Maria Stepanova is an author I am very excited about, and thanks to Bloodaxe I was also able to read her immensely vivid and ecstatic poetry, War of the Beasts and The Animals’. I mean..

“As if we weren’t sawdust-stuffed, soap slivers, 

Splinters of worlds thrown into a pail 

And thick-lipped beer bottles 

Trumpeted our way”

.. come on. We need a Nobel Prize for translation to sufficiently award efforts such as these. However, this review is for ‘In Memory of Memory’, also translated by Sasha Dugdale. It was Annie Ernaux that got me hooked on Fitzcarraldo Editions, and I am hopeful that Maria Stepanova, a writer who is also thoroughly done with convention, will come to  occupy a similar place in Fitzcarraldo’s Publishing schedule. Stepanova writes outrageously and stunningly, not afraid of seemingly out-of-place scintillating metaphor, and not hostage to genre, or memory. ‘In Memory of Memory’ is an interrogation of memory. An interrogation which is not easy and often perturbing for the author, as memories she was so sure of, which constituted  Maria’s identity, flagorate. This act, and the stock itself which we put into memories, familial narratives, and grand historical narratives, are further interrogated by Stepanova. The book observes how it is through Memory we construct the everyday, but memory is fallible, open to interpretation, is malleable and therefore often fought over. Alert to this,  Stepanova cautiously  delves into her family archive to understand how a Russian Jewish family, miraculously avoided persecution during a turbulent century.

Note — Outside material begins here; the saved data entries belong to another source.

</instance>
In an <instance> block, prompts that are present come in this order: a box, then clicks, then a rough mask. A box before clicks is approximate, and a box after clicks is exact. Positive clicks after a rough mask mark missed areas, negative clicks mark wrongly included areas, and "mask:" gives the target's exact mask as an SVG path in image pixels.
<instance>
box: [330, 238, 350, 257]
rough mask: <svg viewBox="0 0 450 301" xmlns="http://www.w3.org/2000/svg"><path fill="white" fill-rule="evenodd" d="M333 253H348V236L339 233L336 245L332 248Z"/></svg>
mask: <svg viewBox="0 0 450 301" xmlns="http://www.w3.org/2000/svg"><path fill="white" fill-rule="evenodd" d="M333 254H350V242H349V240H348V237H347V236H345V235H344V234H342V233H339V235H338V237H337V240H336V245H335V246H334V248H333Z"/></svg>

Three Novels by Yuri Herrera ; translated by Lisa Dillman 

Admittedly this one is a bit of a cheat. It’s three novellas, previously published by & Other Stories. However, reading Herrera’s Border Trilogy back to back in one volume is a uniquely different experience to reading each novella separately with publishing intervals. Returning to these stories, I was reminded of Herrera’s innate storytelling ability, the clinical precision  with which each story is pitched, his masterful economy, and exquisite balance of realism and surrealism. The Border Trilogy, presented here as ‘Three Novels’ is made up of the following novellas: ‘Kingdom Cons’; ‘Signs Preceding The End of The World’; and ‘The Transmigration of Bodies’. Each novella is vastly  different; from cartel Romeo and Juliet, to gritty post-apocalyptic realism, to the spectral journey of a young girl seeking to cross boundaries. The novellas are bound by their proximity to borders; whether they be class, language, or political borders. Herrera illuminates the rich variety of experiences which exist near these borders, pushing further to draw a nuanced and restorative approach to the understanding of borders.